Pourquoi l'alliance Nupes ne pouvait pas tenir.


On dit souvent que la France possède la droite la plus bête du monde. Mais du côté de la gauche, c'est au dessus de la bêtise. Alors que Nupes aurait pu être le premier parti d'opposition de France avec 131 sièges remportés, celle-ci refuse de former un groupe uni, et se fracture façon puzzle moins de 24h après les résultats du second tour.
Qu'est-ce qui peut expliquer ce revirement de situation ? En fait passé l'euphorie du 1er tour (qui donnait l'alliance Nupes en tête au nombre de voix), plusieurs facteurs indiquaient que l'alliance ne pouvait pas tenir dans le temps, mais pour être honnête avec vous, je ne pensais pas que le fissure arriverait aussi vite... Tentons d'expliquer quels sont ces "facteurs" :

  • La vraie politique n'est pas une question de stratégie, mais de persistance idéologique. Vous pouvez demandez aux électeurs d'être "rationnels" et de "voter utile" quand vous n'avez pas d'idées, pas de vision. Si c'est cela votre dernier argument pour "faire barrage", vous pouvez dire qu'il est aussi mauvais que des pois chiches secs. Quand on est un vrai démocrate, on soutient le pluralisme électoral. On ne transforme pas le débat politique en discours binaire et clivant. Je ne rejoindrai jamais un mouvement politique auquel je n'adhère pas idéologiquement. Cela n'aura jamais le moindre sens pour moi car ce que vous appelez la "raison" est si mal nommée qu'elle ne voile que la pudeur d'un individu lâche. Lâcheté dévorant toujours plus depuis plus de 20 ans.
    Année 2002, cela vous rafraîchi-t-il la mémoire ? Je ne supporte plus cette hypocrisie, elle s'offre le luxe de la parure de toutes les vertus. "Yakafocon" qu'ils disent tous. Et bien le "Yakafokon", beaucoup d'électeurs (et de politiques) de la gauche ne s'y retrouvent plus.

  • C'est ce qui nous amène à ce deuxième point.
    Mélenchon est un social-libéral avec des programmes proches de ceux écrits par le Parti Socialiste dans les années 70 et 80. Pour beaucoup ce programme ne répond tout simplement pas à ce qu'ils attendent.
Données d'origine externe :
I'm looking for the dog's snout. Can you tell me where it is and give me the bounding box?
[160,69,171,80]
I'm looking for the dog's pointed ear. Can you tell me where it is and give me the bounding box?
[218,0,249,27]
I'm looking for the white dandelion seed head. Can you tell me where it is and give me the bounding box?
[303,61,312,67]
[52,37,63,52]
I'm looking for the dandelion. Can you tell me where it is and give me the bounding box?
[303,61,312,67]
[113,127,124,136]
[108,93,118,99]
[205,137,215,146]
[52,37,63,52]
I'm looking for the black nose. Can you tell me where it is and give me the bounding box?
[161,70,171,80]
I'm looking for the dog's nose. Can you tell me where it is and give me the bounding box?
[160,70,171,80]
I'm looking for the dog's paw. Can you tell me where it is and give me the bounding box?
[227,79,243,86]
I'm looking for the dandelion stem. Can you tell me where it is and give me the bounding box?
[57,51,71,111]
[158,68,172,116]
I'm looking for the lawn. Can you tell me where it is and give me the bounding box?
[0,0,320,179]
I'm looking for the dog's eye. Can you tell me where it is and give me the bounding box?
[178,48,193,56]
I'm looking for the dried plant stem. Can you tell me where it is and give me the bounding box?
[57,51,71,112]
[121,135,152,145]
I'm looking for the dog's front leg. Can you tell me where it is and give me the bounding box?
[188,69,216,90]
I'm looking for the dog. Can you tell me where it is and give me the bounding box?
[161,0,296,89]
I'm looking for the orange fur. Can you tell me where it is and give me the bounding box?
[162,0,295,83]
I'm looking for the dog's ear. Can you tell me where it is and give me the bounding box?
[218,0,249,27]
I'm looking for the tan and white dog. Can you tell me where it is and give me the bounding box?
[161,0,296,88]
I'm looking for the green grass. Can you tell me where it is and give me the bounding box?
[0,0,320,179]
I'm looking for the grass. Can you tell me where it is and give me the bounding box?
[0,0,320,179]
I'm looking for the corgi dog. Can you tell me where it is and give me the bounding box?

    Côté Lutte Ouvrière et le Nouveau Parti Anticapitaliste (qui n'ont pas rejoint l'alliance Nupes), le plan de Mélenchon n'a pas vocation à sortir de l'État bourgeois, il n'est donc pas très différent de celui de Macron. Côté Macron les ouvriers sont insultés et méprisés, ce qui peut conduire à la révolution. Côté Mélenchon on leur donne de la chapelure, pour pouvoir les utiliser à bon escient plus longtemps.
    Du côté du Parti Communiste Français, nous avons une longue tradition de discipline de parti : Suivre les décisions du parti. Par exemple en 2022, le PCF souhaitait une candidature distincte de LFI pour signaler leur mécontentement face au plan de 2017, qui ne mettait pas suffisamment en évidence la sensibilité des classes populaires, ils ont donc voté pour le PCF pour protester, quitte à ce que la gauche perde l'élection.

    En ce qui concerne le Parti Socialiste, ils ne sont plus du côté gauche de l'équation. Chaque président du PS s'engage dans des promesses qu'il ne tient pas. Enfin du côté d'EELV, on s'écarte complètement de la norme : La plupart des associations écologistes considèrent que les plans du parti "écologiste" sont moins efficaces écologiquement que le LFI, mais malgré cela elles ne sont pas unies à Mélenchon. Mon interprétation est que les électeurs EELV sont des "écologistes du vélo électrique", c'est-à-dire des citadins aisés dont l'écologie signifie plus d'espaces verts, du quinoa bio et la puissance du vélo, mais surtout sans sacrifier leur niveau de vie. Lorsque LFI propose un programme de gauche, ils ont peur pour leurs avantages et leur patrimoine (ce qui prouvent qu'ils n'ont pas lu le programme de l'avenir en commun) et préfèrent donc rester chez EELV.
    L'écart des programmes rend donc compliqué une alliance solide et durable, qui aurait cependant dû être compensé par l'adhésion idéologique. Qui se ressemble s'assemble.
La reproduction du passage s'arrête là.